To help her hone her value-offering, Forsyth hit the phonebook and found out what potential partners and customers were looking for in a pitch.
“I called over 100 companies and in that time you get to hone your idea, pitch it, understand what works and what doesn’t,” she said.
While Forsyth’s pitch wasn’t exactly polished, the passion of her pitch shown through; she recalled a meeting with NAB where she had her reusable cup in a shoebox with an elastic band holding the lid in place, but still managed to secure an order for 5500 cups from the bank.
“Looking back they were buying the product, but they were also buying their faith in me; that I was going to be able to deliver the product, my passion and my belief in what I was doing,” she said.
“That’s turned out to be a really valuable lesson over the years.”
3. Listen to your customer
Getting out of the building and talking to customers in the market is also another factor Forsyth attributes to her success, and it’s a consideration that has shaped many of KeepCup’s commercial decisions.
“We went to a design market in Federation Square, and in six hours we sold 1000 cups,” she said.
Those early sales helped validate the market’s desire for the product in its early stages.
“We were discussing how KeepCup would work — we thought, is it going to be about sustainability or fun and colour?” she said.
“We saw what the answer was after a man spent 45 minutes deciding between charcoal and soft grey.”
Forsyth said combining a “problem people were already thinking about” with a “design that looks familiar” and “isn’t too much of a stretch to what people are used to” was crucial in developing the product with the customers in mind, and ultimately crucial for KeepCup’s success.
4. Find the right distribution channels
“In Australia, KeepCup grew with the independent scene, and we found a distribution network no one was using: cafes,” Forsyth said.
“Before KeepCup, cafes only sold food and coffee, so we gave them another revenue stream.”
This approach worked well when KeepCup scaled to the UK, where it “got in at ground zero” with the burgeoning coffee scene.
Yet distribution and manufacturing proved harder than Forsyth had originally expected, because the high cost of manufacturing in the UK conflicted with KeepCup’s commitment to local manufacturing.

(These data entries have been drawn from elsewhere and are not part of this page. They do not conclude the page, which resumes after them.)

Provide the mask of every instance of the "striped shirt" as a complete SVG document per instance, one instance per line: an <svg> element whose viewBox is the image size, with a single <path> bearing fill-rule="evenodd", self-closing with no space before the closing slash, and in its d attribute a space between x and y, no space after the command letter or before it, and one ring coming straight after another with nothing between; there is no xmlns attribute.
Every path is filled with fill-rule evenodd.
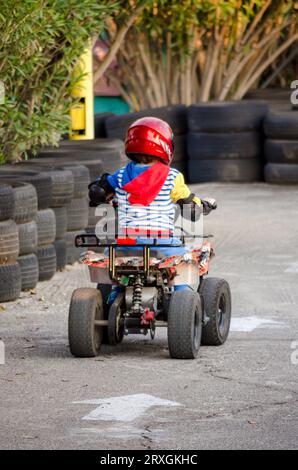
<svg viewBox="0 0 298 470"><path fill-rule="evenodd" d="M122 189L122 178L125 168L117 174L118 187L115 188L118 202L119 228L141 229L151 231L174 231L175 204L171 199L174 182L179 174L178 170L170 168L169 174L155 197L148 206L131 204L129 193Z"/></svg>

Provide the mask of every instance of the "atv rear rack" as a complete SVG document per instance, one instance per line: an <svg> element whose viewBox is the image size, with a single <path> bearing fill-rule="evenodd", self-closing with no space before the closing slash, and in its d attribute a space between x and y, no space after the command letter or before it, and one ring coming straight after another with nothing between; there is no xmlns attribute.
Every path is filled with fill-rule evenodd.
<svg viewBox="0 0 298 470"><path fill-rule="evenodd" d="M77 248L108 248L109 249L109 275L111 279L115 278L115 257L116 257L116 248L142 248L143 249L143 264L144 269L139 271L145 276L149 276L150 272L150 249L151 248L178 248L181 247L181 244L172 244L172 243L158 243L158 238L151 239L150 243L136 243L135 238L121 238L117 237L113 240L105 239L104 242L101 241L95 234L82 233L77 235L75 238L75 246Z"/></svg>

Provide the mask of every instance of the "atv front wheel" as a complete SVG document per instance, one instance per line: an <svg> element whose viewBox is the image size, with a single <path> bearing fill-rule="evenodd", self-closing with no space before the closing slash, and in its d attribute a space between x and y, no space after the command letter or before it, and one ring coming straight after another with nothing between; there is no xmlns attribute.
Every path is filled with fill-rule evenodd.
<svg viewBox="0 0 298 470"><path fill-rule="evenodd" d="M202 281L199 291L203 296L204 306L202 344L220 346L225 343L230 331L230 286L224 279L209 277Z"/></svg>
<svg viewBox="0 0 298 470"><path fill-rule="evenodd" d="M168 310L168 344L174 359L195 359L202 334L202 307L197 292L173 292Z"/></svg>
<svg viewBox="0 0 298 470"><path fill-rule="evenodd" d="M73 356L98 356L104 327L97 322L103 319L100 291L93 288L76 289L71 298L68 318L69 346Z"/></svg>

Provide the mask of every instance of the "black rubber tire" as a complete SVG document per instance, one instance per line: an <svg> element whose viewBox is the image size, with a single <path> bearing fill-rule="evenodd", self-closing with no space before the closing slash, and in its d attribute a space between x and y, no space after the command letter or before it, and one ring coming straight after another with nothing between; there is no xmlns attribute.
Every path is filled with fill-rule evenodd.
<svg viewBox="0 0 298 470"><path fill-rule="evenodd" d="M120 139L84 139L84 140L62 140L59 142L59 147L45 147L42 149L42 153L46 152L63 152L67 150L117 150L123 151L124 145Z"/></svg>
<svg viewBox="0 0 298 470"><path fill-rule="evenodd" d="M56 218L56 240L62 240L67 232L67 208L53 207Z"/></svg>
<svg viewBox="0 0 298 470"><path fill-rule="evenodd" d="M176 170L180 171L183 174L185 181L187 181L187 162L176 162L171 167L175 168Z"/></svg>
<svg viewBox="0 0 298 470"><path fill-rule="evenodd" d="M49 157L51 155L51 157ZM60 157L52 154L46 154L46 158L41 158L41 161L46 161L47 164L62 165L84 165L88 168L90 179L94 180L98 175L103 172L112 173L119 167L124 166L128 159L124 154L119 151L103 149L102 152L82 150L72 151L71 149L64 152Z"/></svg>
<svg viewBox="0 0 298 470"><path fill-rule="evenodd" d="M267 163L265 181L273 184L298 184L298 164Z"/></svg>
<svg viewBox="0 0 298 470"><path fill-rule="evenodd" d="M104 320L108 320L109 318L108 299L112 291L112 284L97 284L97 289L100 291L101 297L102 297L103 318ZM102 344L109 344L108 328L106 326L103 327Z"/></svg>
<svg viewBox="0 0 298 470"><path fill-rule="evenodd" d="M52 180L51 207L63 207L69 204L74 195L74 177L70 170L65 170L55 164L43 161L28 160L23 162L22 167L32 168L36 171L46 172Z"/></svg>
<svg viewBox="0 0 298 470"><path fill-rule="evenodd" d="M123 143L122 143L123 145ZM123 155L123 150L119 149L108 149L108 148L72 148L68 147L66 149L58 149L55 151L47 150L41 153L38 157L38 162L42 164L64 164L69 163L72 165L85 165L85 161L101 161L102 157L108 158L108 160L115 161L119 160L121 155ZM29 161L37 161L36 159Z"/></svg>
<svg viewBox="0 0 298 470"><path fill-rule="evenodd" d="M0 302L18 299L21 285L21 270L18 263L0 265Z"/></svg>
<svg viewBox="0 0 298 470"><path fill-rule="evenodd" d="M230 331L232 300L229 284L224 279L208 277L202 281L200 294L203 297L204 320L202 330L202 344L206 346L220 346L225 343ZM223 302L226 311L224 315ZM223 325L220 322L223 319Z"/></svg>
<svg viewBox="0 0 298 470"><path fill-rule="evenodd" d="M94 114L94 136L95 138L107 137L105 121L108 117L114 116L114 113L96 113Z"/></svg>
<svg viewBox="0 0 298 470"><path fill-rule="evenodd" d="M109 160L108 156L102 157L100 161L84 161L84 165L86 165L89 170L91 181L94 181L103 173L112 174L127 163L128 159L120 159L119 157L117 160L113 161Z"/></svg>
<svg viewBox="0 0 298 470"><path fill-rule="evenodd" d="M37 192L32 184L12 183L15 198L14 220L17 224L24 224L34 219L37 212Z"/></svg>
<svg viewBox="0 0 298 470"><path fill-rule="evenodd" d="M266 101L211 101L189 106L189 132L243 132L260 129L268 111Z"/></svg>
<svg viewBox="0 0 298 470"><path fill-rule="evenodd" d="M292 90L290 88L258 88L250 90L246 95L245 99L253 100L266 100L266 101L290 101Z"/></svg>
<svg viewBox="0 0 298 470"><path fill-rule="evenodd" d="M116 346L117 344L122 343L122 340L124 338L124 323L120 310L122 299L123 294L118 294L118 296L109 308L108 344L110 344L111 346Z"/></svg>
<svg viewBox="0 0 298 470"><path fill-rule="evenodd" d="M187 160L187 134L174 136L174 157L172 166Z"/></svg>
<svg viewBox="0 0 298 470"><path fill-rule="evenodd" d="M0 168L0 178L32 184L36 189L39 210L48 209L51 205L52 180L47 173L30 171L29 169L27 171L18 164L5 165Z"/></svg>
<svg viewBox="0 0 298 470"><path fill-rule="evenodd" d="M74 193L74 178L69 170L49 168L48 175L52 179L51 207L63 207L69 204Z"/></svg>
<svg viewBox="0 0 298 470"><path fill-rule="evenodd" d="M264 151L269 163L298 163L298 140L267 139Z"/></svg>
<svg viewBox="0 0 298 470"><path fill-rule="evenodd" d="M72 172L74 178L73 197L86 197L88 195L88 185L90 183L90 173L88 168L84 165L71 164L65 164L61 166L61 168Z"/></svg>
<svg viewBox="0 0 298 470"><path fill-rule="evenodd" d="M52 279L57 269L56 250L54 245L40 246L37 248L39 267L39 280Z"/></svg>
<svg viewBox="0 0 298 470"><path fill-rule="evenodd" d="M0 264L15 263L20 251L19 230L13 220L0 222Z"/></svg>
<svg viewBox="0 0 298 470"><path fill-rule="evenodd" d="M0 168L1 177L1 168ZM12 219L15 212L14 192L11 186L0 182L0 222Z"/></svg>
<svg viewBox="0 0 298 470"><path fill-rule="evenodd" d="M97 158L95 158L95 156L97 156ZM75 158L75 156L71 153L68 158L63 157L63 158L59 159L58 161L56 161L56 159L53 159L53 158L46 158L46 159L43 159L43 160L46 160L47 165L49 165L50 163L59 165L60 160L61 160L61 165L63 165L65 168L67 168L68 165L74 166L73 158ZM77 157L77 158L79 158L79 157ZM117 163L120 162L120 157L118 157L116 162ZM94 181L99 175L101 175L103 173L102 161L98 159L98 154L95 153L95 152L94 152L94 159L90 159L90 160L79 159L79 160L77 160L77 164L78 164L78 166L83 165L84 167L87 168L87 170L89 171L90 181ZM118 165L118 168L119 168L119 166L121 166L121 165Z"/></svg>
<svg viewBox="0 0 298 470"><path fill-rule="evenodd" d="M85 248L77 248L75 246L75 238L79 235L79 231L66 232L65 241L67 246L67 264L74 264L78 261L81 254L86 251Z"/></svg>
<svg viewBox="0 0 298 470"><path fill-rule="evenodd" d="M264 121L264 131L272 139L293 139L298 137L298 113L295 111L270 111Z"/></svg>
<svg viewBox="0 0 298 470"><path fill-rule="evenodd" d="M38 245L38 233L35 220L19 224L20 256L35 253Z"/></svg>
<svg viewBox="0 0 298 470"><path fill-rule="evenodd" d="M168 310L168 345L174 359L195 359L202 334L202 307L197 292L175 291Z"/></svg>
<svg viewBox="0 0 298 470"><path fill-rule="evenodd" d="M88 169L91 181L94 181L102 173L113 173L128 162L126 157L120 157L119 155L117 157L115 155L110 156L109 151L107 151L107 154L100 155L100 159L98 158L98 153L96 155L97 158L94 159L80 160L81 164Z"/></svg>
<svg viewBox="0 0 298 470"><path fill-rule="evenodd" d="M96 178L98 178L98 176L100 176L104 172L103 164L101 160L98 160L98 159L97 160L85 160L85 161L82 161L82 164L84 164L84 166L87 168L89 172L90 181L94 181Z"/></svg>
<svg viewBox="0 0 298 470"><path fill-rule="evenodd" d="M73 199L67 206L67 231L82 230L88 226L89 204L86 197Z"/></svg>
<svg viewBox="0 0 298 470"><path fill-rule="evenodd" d="M57 271L65 268L67 263L67 245L65 240L55 240L54 247L56 250Z"/></svg>
<svg viewBox="0 0 298 470"><path fill-rule="evenodd" d="M22 290L34 289L39 279L38 259L35 254L20 256Z"/></svg>
<svg viewBox="0 0 298 470"><path fill-rule="evenodd" d="M137 119L145 116L154 116L163 119L171 126L174 135L186 134L187 132L187 108L177 104L173 106L163 106L160 108L146 109L136 113L113 116L105 121L107 136L114 139L124 140L128 127Z"/></svg>
<svg viewBox="0 0 298 470"><path fill-rule="evenodd" d="M251 182L262 179L262 164L259 160L190 160L188 182L209 181Z"/></svg>
<svg viewBox="0 0 298 470"><path fill-rule="evenodd" d="M88 209L88 229L95 230L95 225L97 224L99 217L95 215L96 207L89 207Z"/></svg>
<svg viewBox="0 0 298 470"><path fill-rule="evenodd" d="M100 291L93 288L76 289L72 294L68 317L69 347L73 356L98 356L103 327L95 326L95 320L103 320Z"/></svg>
<svg viewBox="0 0 298 470"><path fill-rule="evenodd" d="M37 225L38 246L50 245L56 238L56 217L52 209L38 211L34 218Z"/></svg>
<svg viewBox="0 0 298 470"><path fill-rule="evenodd" d="M191 160L257 158L261 152L260 134L258 132L190 133L187 137L187 152Z"/></svg>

“The vision has always been we want to locally manufacture and create a sustainable story in every market we are in,” she told the summit.
“It was more expensive to make it in UK than to make to Australia and ship to UK, and commercially it didn’t make sense [to manufacture in the UK],” she said.
Despite this added cost, Forysth “took a leap of faith” in the hope that UK consumers would buy locally-produced offerings — one she said “paid off” when consumers were eager to purchase the product.
“You have to do it, you have to be true to your values. You have to put bank on the [hope that the] reasons you’re in business will resonate with the consumer,” she said.